In a randomized, placebo-controlled trial conducted across 9 clinical sites in the US, 64 mild-to-moderate Alzheimer’s disease patients were randomized to simufilam 50 or 100 mg b.i.d. or placebo for 28 days. Clinical diagnosis was confirmed by CSF total tau/amyloid-beta1 − 42 (Aβ42) > 0.28. Co-primary endpoints were changes in CSF Aβ42, total tau, phospho-tau (P-tau181), neurogranin, neurofilament light chain, and YKL-40. Secondary endpoints included additional CSF biomarkers assessing neuroinflammation and blood brain barrier integrity, and tests of episodic and spatial working memory.

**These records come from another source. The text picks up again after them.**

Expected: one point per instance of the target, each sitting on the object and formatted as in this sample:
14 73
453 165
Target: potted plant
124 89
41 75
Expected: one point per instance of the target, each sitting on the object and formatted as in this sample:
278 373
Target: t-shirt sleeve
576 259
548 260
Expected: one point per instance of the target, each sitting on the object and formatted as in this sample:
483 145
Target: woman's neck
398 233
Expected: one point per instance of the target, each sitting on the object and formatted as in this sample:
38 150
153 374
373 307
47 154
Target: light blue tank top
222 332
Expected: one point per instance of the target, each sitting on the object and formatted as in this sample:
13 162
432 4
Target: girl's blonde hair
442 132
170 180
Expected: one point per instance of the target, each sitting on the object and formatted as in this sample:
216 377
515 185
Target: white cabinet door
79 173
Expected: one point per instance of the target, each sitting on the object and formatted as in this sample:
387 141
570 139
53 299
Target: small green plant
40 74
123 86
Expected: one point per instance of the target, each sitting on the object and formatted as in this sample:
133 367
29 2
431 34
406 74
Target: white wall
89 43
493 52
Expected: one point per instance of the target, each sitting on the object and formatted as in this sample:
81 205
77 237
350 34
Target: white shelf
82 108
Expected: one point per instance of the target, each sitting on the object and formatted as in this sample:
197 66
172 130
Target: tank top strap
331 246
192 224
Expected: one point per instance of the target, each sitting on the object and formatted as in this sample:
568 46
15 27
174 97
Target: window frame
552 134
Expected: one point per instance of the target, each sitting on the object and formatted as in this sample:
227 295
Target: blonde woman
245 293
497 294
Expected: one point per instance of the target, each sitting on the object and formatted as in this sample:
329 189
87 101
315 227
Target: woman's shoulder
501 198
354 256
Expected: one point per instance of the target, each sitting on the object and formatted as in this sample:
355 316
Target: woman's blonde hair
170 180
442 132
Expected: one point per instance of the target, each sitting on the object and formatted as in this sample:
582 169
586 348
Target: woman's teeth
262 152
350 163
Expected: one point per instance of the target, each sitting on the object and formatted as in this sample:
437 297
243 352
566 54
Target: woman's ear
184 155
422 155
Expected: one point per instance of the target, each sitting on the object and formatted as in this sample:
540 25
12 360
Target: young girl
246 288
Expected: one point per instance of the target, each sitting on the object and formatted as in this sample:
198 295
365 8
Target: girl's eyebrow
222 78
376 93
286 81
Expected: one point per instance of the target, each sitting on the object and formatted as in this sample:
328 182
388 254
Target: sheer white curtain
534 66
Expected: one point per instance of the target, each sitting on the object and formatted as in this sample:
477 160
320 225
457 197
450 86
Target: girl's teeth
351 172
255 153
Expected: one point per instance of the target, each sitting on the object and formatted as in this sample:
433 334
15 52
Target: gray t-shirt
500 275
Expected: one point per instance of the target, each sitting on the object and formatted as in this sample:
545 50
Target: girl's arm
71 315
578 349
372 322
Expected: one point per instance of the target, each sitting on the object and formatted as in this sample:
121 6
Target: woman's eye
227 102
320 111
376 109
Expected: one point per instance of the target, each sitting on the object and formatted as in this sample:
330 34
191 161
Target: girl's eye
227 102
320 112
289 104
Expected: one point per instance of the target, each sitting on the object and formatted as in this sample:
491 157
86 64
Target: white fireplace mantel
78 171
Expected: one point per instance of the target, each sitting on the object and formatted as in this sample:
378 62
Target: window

Adjusting for multiplicity of the six co-primary endpoints (p < 0.008 versus placebo required for significance), simufilam 50 and 100 mg significantly reduced CSF levels of total tau, hyperphosphorylated tau (P-tau181), neurogranin, neurofilament light chain and YKL-40. Simufilam 50 mg significantly increased CSF levels of Aβ42. On secondary CSF biomarker endpoints, both doses of simufilam significantly reduced IL-6, soluble TREM2 (triggering receptor expressed on myeloid cells-2), HMGB1 (high mobility group box-1), albumin and immunoglobulin G. All but one patient improved from baseline across biomarkers. Simufilam 50 and 100 mg showed effect sizes versus placebo (0.23–0.46) in change from baseline in episodic memory and spatial working memory. Episodic memory improvements correlated most strongly with decreases in P-tau181 (R2 = 0.48). Simufilam was safe and well tolerated. Target engagement was demonstrated by filamin A linkages to nicotinic acetylcholine receptor subtype α7 (α7nAChR) and toll-like receptor 4 (TLR4) in lymphocytes.
Simufilam was safe and well tolerated and significantly improved eleven CSF biomarkers in patients with Alzheimer’s disease, implying biological evidence of disease modification. Simufilam will be further evaluated in large, definitive clinical trials.
ClinicalTrials.gov Identifier NCT04079803.